In partial fulfillment of the requirements for the degree of

Doctor of Philosophy in Biology

In the

School of Biological Sciences

Talha Mubeen

Will defend his dissertation

FROM CELLS TO MOLECULES: AN OVERVIEW ON THE DYNAMICS OF ACCELERATED WHOLE TOOTH REGENERATION

Tuesday, July 23rd, 2024

12 PM

In-person details:

Classroom 230
Kendeda Building, 
422 Ferst Dr NW, Atlanta, GA 30313

Virtual details:
https://gatech.zoom.us/j/98670235019?pwd=bItHr4Hqr7elyiFSjgFzBcbHc97oXe.1

 Thesis Advisor:

Jeffrey Todd Streelman, Ph.D.

School of Biological Sciences

Georgia Institute of Technology

Committee Members:

Shuyi Nie, Ph.D.

School of Biological Sciences

Georgia Institute of Technology

Liang Han, Ph.D.

School of Biological Sciences

Georgia Institute of Technology

Alberto Stolfi, Ph.D.

School of Biological Sciences

Georgia Institute of Technology

Gareth Fraser, Ph.D.

Department of Biology

University of Florida

ABSTRACT: 

Healthy teeth play a vital role in our well-being, affecting everything from what we eat to how we interact with the world. Losing teeth, whether from injury, disease, lack of nutrients, or birth defects, can have serious consequences for our physical and social health.  Therefore, to advance the development of effective regenerative therapies and improve dental health, a comprehensive understanding of tooth biology is essential. Tooth development (morphogenesis) is a complex process involving interactions between embryonic epithelium and ectomesenchyme, leading to the formation of specialized dental structures through distinct stages. While the basic process of tooth development is conserved across species, the ability to repair and regenerate teeth differs. Humans and many mammals have two sets of teeth with limited reparative capacity, while rodents can continually renew dental tissues lost due to gnawing. On the other end of the spectrum, a wide array of species, including numerous bony fish and reptiles, along with other vertebrates, demonstrate a remarkable ability for lifelong tooth replacement. The current paradigm in dental research largely focuses on models such as mice which lack the ability to replace their dentition. This significantly limits our understanding of tooth replacement mechanisms, making it imperative to broaden our investigative lens to incorporate alternative models. 

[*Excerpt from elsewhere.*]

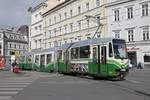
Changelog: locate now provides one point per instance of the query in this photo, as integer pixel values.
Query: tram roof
(86, 42)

                  Lake Malawi Cichlids exhibit remarkable ability to continuously replace teeth every ~ sixty days throughout life (polyphyodonty), offer a powerful model to study this fascinating regenerative process. This evolutionary adaptation stems from the persistence of an embryonic dental lamina, a specialized tissue responsible for tooth replacement. However, the cellular and molecular makeup of replacement teeth in polyphyodonts, along with the intricate mechanisms driving their continuous tooth regeneration, remain unknown. To address this gap, we transcriptionally profiled meticulously dissected individual replacement teeth and adjacent oral lamina in Lake Malawi cichlids using single nuclei RNA sequencing (snRNA-seq) to make two main discoveries. First, despite hundreds of millions of years of evolution, we demonstrate conservation of cell type gene expression across vertebrate teeth (fish, mouse, human). Second, we used an approach that combines marker gene expression and developmental potential of dental cells to uncover the transcriptional signature of stem-like cells in regenerating teeth. 

                            To further delve into the intricacies of cellular and molecular signatures governing the lifelong tooth replacement in cichlids, we developed a plucking-induced tooth replacement model by combining tooth removal as microinjury with vital staining techniques. An accelerated rate of tooth replacement was observed on the plucked side after two weeks, which was consistent across species with diverse tooth formulas. We next coupled this pluck-control paradigm with snRNA-seq of cichlid dental apparatus to model dental embryonic cell fate specification and provide a temporal account of cellular and molecular events during the first seven days following tooth removal.  We demonstrate a cascade of sequential interactions between cell populations which involved not only communication within dental cells but also extension to supporting cells like immune and bone cells. The interaction pattern mimicked the process of tooth formation with intense crosstalk between epithelial and mesenchymal sub-populations, orchestrated by Collagen, Semaphorin, Slit-Robo, Notch, BMP, and MMP signaling pathways. In addition, we shed light on the hierarchy and remarkable plasticity of the dental epithelium. We propose a more nuanced role of supporting non-ameloblast epithelial cells in response to tooth removal mediated by immune and nerve guidance cues. In summary, this work significantly emphasizes the value of a comparative framework in the study of vertebrate oral and regenerative biology. It provides new insights into cellular and molecular interactions that can accelerate tooth replacement thereby laying robust groundwork for understanding tooth eruption syndromes and advancements in regeneration.